Les microbes alimentés par la lumière sont des usines chimiques super-productives
Une nouvelle méthode permet aux bactéries d'utiliser la lumière comme énergie externe pour accélérer la bioproduction de composés cibles sans perturber le métabolisme naturel du micro-organisme hôte.
Kiyotaka Y. Hara
Dans une étude publiée récemment dans Metabolic Engineering, les chercheurs ont révélé que des micro-organismes peuvent être modifiés pour utiliser la lumière comme source d'énergie, libérant ainsi des ressources cellulaires pour la fabrication de produits bioproduits.
Les micro-organismes modifiés par génie métabolique sont utilisés pour produire divers produits chimiques utiles dans le monde entier, mais il y a un hic : la croissance microbienne et la synthèse chimique nécessitent toutes deux une molécule appelée ATP comme source d'énergie. Pour cette raison, le maintien en bonne santé des "usines" cellulaires limite la production chimique.
"Les micro-organismes qui produisent des substances utiles sont généralement développés en modifiant le métabolisme pour convertir l'énergie qui serait normalement utilisée pour la croissance en une ressource pour synthétiser ces substances cibles", explique Yoshihiro Toya, premier auteur de l'étude. "Nous avons pensé que nous pourrions plutôt utiliser la lumière, une source d'énergie externe, pour améliorer la production de substances utiles sans perturber le métabolisme naturel des micro-organismes."
Pour tester cela, les chercheurs ont introduit une protéine membranaire hétérologue appelée rhodopsine dans Escherichia coli, un micro-organisme communément utilisé dans la bioproduction. La rhodopsine est une pompe qui est activée par la lumière. L'action de la pompe conduit à la génération d'ATP sans utiliser les mécanismes naturels de la cellule (connus sous le nom de cycle TCA et de chaîne respiratoire) pour le produire.

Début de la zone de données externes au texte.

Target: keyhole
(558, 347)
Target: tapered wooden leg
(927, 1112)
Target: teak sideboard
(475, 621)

Cette approche présente l'avantage supplémentaire de réduire l'émission de dioxyde de carbone, un sous-produit du cycle TCA.
"Les résultats ont clairement montré le succès de notre stratégie", déclare Kiyotaka Y. Hara, chef de projet. "Les cellules exprimant la rhodopsine ont généré beaucoup plus de produits chimiques lorsqu'elles étaient exposées à la lumière, et le flux de carbone dans ces cellules a été détourné de la production d'énergie pour être dirigé vers la synthèse chimique."
Après avoir prouvé que ce concept fonctionnait pour divers composés tels que le 3-hydroxypropionate, le mévalonate et le glutathion, les chercheurs ont créé trois nouvelles souches d'E. coli. L'une de ces souches exprimait des super-rhodopsines avec des activités de pompage encore meilleures que la rhodopsine originale testée ; cette souche a été développée par le groupe du Dr Toya à l'université d'Osaka. Les deux autres souches incorporaient des systèmes biologiques synthétiques qui fournissaient un apport intrinsèque de rétinal, l'activateur de la rhodopsine, et optimisaient l'expression équilibrée de plusieurs gènes dans la voie métabolique pertinente ; ces souches ont été établies par le groupe du Dr Jun Ishii à l'Université de Kobe. Enfin, le groupe du Dr Hara à l'université de Shizuoka a intégré tous ces systèmes dans une seule souche d'E. coli qui produit un produit chimique en fonction de la lumière.
"Nos résultats suggèrent que des micro-organismes bioproduits conçus pour utiliser la lumière comme source d'énergie peuvent être utilisés pour biosynthétiser efficacement des composés cibles utiles", déclare le Dr Hara.
Cette nouvelle approche devrait permettre d'accroître l'efficacité de la production de matériaux utiles par fermentation et autres bioprocédés, tout en réduisant les émissions de carbone.